134. Wie is mijn echte vader?

Als twaalfjarige wist Jezus van zijn goddelijke afkomst

Toen we een van onze kinderen eens stevig terechtwezen, maakte zij ons duidelijk dat ze heus wel wist dat zij geadopteerd was. Als wij haar echte ouders waren, zouden we haar nooit zo behandelen, vond ze.

Het is tussen haar en ons weer meer dan goed gekomen. Maar miljoenen kinderen worstelen er serieus mee dat zij niet bij één of beide biologische ouders opgroeien. Soms is dat duidelijk zichtbaar, bijvoorbeeld wanneer de ouders een andere etnische afkomst hebben dan het kind. Andere keren zijn er geen duidelijke aanwijzingen en bepalen de pleegouders zelf of zij open kaart spelen of niet. Maar eenmaal bekend, doen adoptie-kinderen vaak verwoede pogingen om hun biologische ouders te ontmoeten.

Over Jezus’ kinderjaren onthult de Bijbel niet veel. Hij groeide op in een eenvoudig gezin, waarvan vader Jozef niet zijn biologische vader was. Ik neem aan dat Jozef en Maria het op een bepaald moment met hem hierover hebben gehad en de bijzondere gebeurtenissen rond zijn geboorte hebben beschreven.

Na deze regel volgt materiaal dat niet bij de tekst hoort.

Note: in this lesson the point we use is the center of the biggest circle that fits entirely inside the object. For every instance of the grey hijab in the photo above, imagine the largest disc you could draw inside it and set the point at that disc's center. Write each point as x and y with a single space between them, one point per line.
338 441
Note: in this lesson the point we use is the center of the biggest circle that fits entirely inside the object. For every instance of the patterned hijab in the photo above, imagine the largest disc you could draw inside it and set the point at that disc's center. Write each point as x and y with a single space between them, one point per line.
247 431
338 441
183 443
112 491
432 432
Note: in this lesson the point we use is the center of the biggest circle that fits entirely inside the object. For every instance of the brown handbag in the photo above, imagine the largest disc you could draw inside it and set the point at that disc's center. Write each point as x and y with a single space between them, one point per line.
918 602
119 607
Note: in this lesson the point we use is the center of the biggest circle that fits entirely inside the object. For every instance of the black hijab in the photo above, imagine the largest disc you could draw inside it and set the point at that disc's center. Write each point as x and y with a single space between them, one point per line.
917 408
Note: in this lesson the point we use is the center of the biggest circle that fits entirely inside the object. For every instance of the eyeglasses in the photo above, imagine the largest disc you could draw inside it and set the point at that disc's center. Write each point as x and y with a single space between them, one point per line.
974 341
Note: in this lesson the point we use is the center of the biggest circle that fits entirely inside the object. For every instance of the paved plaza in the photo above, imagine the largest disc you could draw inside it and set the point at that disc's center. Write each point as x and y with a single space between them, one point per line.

Net als de andere Joodse jongetjes, leerde Jezus in de synagoge van Nazaret de heilige boekrollen lezen (wat wij vaak het Oude Testament noemen), om ze daarna uit zijn hoofd te leren. De Schrift bestond uit een kast vol Hebreeuwse boekrollen, die alleen synagogen en steenrijke mensen zich konden veroorloven. Zo’n verzameling droeg je niet mee in je binnenzak of handtas. De enige manier om de Bijbel altijd binnen handbereik te hebben, was hem te kunnen opzeggen. Die grondige bijbelkennis en wat zijn ouders hem hadden verteld over zijn afkomst, moeten bepalend zijn geweest voor Jezus’ zoektocht en identificatie van zijn echte Vader.

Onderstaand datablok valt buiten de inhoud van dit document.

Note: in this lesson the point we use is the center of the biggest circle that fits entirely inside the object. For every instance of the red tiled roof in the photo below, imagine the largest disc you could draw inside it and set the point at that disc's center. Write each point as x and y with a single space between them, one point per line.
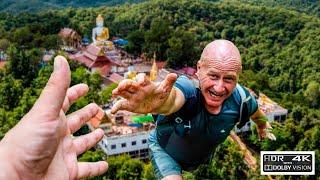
116 78
47 57
161 64
189 70
2 64
83 59
66 32
94 50
105 70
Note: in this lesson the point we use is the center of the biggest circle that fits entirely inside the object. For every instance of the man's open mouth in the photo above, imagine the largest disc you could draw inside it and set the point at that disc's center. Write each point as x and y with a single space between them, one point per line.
214 94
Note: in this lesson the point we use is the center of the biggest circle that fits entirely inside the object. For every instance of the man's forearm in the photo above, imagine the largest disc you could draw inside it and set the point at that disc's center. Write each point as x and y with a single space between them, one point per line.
6 164
260 119
173 103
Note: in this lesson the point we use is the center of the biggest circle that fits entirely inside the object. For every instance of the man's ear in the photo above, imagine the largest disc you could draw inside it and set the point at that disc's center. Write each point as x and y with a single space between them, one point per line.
198 69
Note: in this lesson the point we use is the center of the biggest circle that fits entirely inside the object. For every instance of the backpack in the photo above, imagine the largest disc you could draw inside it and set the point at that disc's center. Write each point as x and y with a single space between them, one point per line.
182 126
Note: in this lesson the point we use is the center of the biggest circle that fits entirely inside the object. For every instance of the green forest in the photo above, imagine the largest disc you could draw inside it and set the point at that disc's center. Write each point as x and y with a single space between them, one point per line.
279 44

Vanaf twaalf jaar beschouwden Joodse gelovigen hun kinderen als religieus volwassen. Toen Jezus op die leeftijd met Jozef en Maria de jaarlijkse pelgrimstocht naar het Pesachfeest in Jeruzalem ondernam, mocht hij in de tempel dus aanschuiven bij discussies tussen Israëls theologen. Deze stonden versteld van zijn inzichten. Heeft Jezus daarbij de schriftgedeelten en verhalen aangesneden die vooruit wezen naar de beloofde messias? Je zou het wel verwachten.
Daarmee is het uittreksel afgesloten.